Natural ¹³C-isotope distribution of metabolite standards and C. glutamicum ¹³C-isotopic tracer experiments were comparatively analyzed on the QQQ- and QTOF platform. Time-variant endogenous metabolome extracts or defined non-labeled metabolite mixtures (50 µM) were mixed with 50 µM Nva, AIBA, and KDPG as global internal standards. Formulations were freshly prepared (every 24 h) from previously at −70 °C stored aliquots and were continuously analyzed in repeated measuring sequences. For the analysis of the spectral accuracy of both systems, the isotopologue m+1-to-m+0 ratio (ISR_1:0) was calculated as

$$IS{R}_{1:0}[\%]=\frac{Intensity m+1}{Intensity m+0}\times 100$$

(1)

Theoretical m+1-to-m+0 ratios were calculated according to Somoano-Blanco et al., 2016 [29] to evaluate experimental m+1-to-m+0 ratios. With these values, relative error calculations were performed.
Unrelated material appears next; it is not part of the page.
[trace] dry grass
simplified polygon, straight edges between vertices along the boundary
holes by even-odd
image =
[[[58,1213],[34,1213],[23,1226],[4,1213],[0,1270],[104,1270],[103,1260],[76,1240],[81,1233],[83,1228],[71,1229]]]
$$IS{R}_{1:0} error[\%]=\frac{IS{R}_{1:0}exp-IS{R}_{1:0}theo}{IS{R}_{1:0}theo}\times 100$$

(2)

To analyze ¹³C-labeled C. glutamicum metabolite samples, the relative isotopologue abundance (RIA) of each isotopologue for each measured metabolite and time point was calculated according to

$$RI{A}_{m+i}[\%]=\frac{Intensity m+i}{{{\displaystyle \sum }}_{j=0}^{n}Intensity m+j}\times 100$$

(3)

$$n=amount of carbon atoms,0\le i\ge n$$

For comparison of the QQQ- and QTOF-system, deviations of RIA values for each corresponding isotopologue of one metabolite were calculated and summed up to generate the total RIA deviation:

$$Total RIA deviation[\%]={{\displaystyle \sum }}_{j=0}^n\left|RI{A}_{m+j}\left(QTOF\right)-RI{A}_{m+j}\left(QQQ\right)\right|$$

(4)

5.10. Statistical Analysis

Statistical data analysis was carried out in Microsoft Excel 2010. Linear regression of non-weighted analyte peak areas concentration levels of analytes was performed by applying least squares approximation. Concentration ranges were considered as linear when the squared correlation coefficient (R2) was better than 0.99 for the average of four measurements (n = 4). Lower boundaries were determined as lowest significant spiking levels with adequate regression and precision (<20% relative standard deviation, RSD). Methodical detection limits (MDL) were based on the standard deviations of quadruplicates (n−1 = 3 degrees of freedom) at the lower linearity boundary multiplied by the expansion coefficient (t = 4.541) for defining the 99% confidence level [28]. Correlation analyses were performed by one-way ANOVA.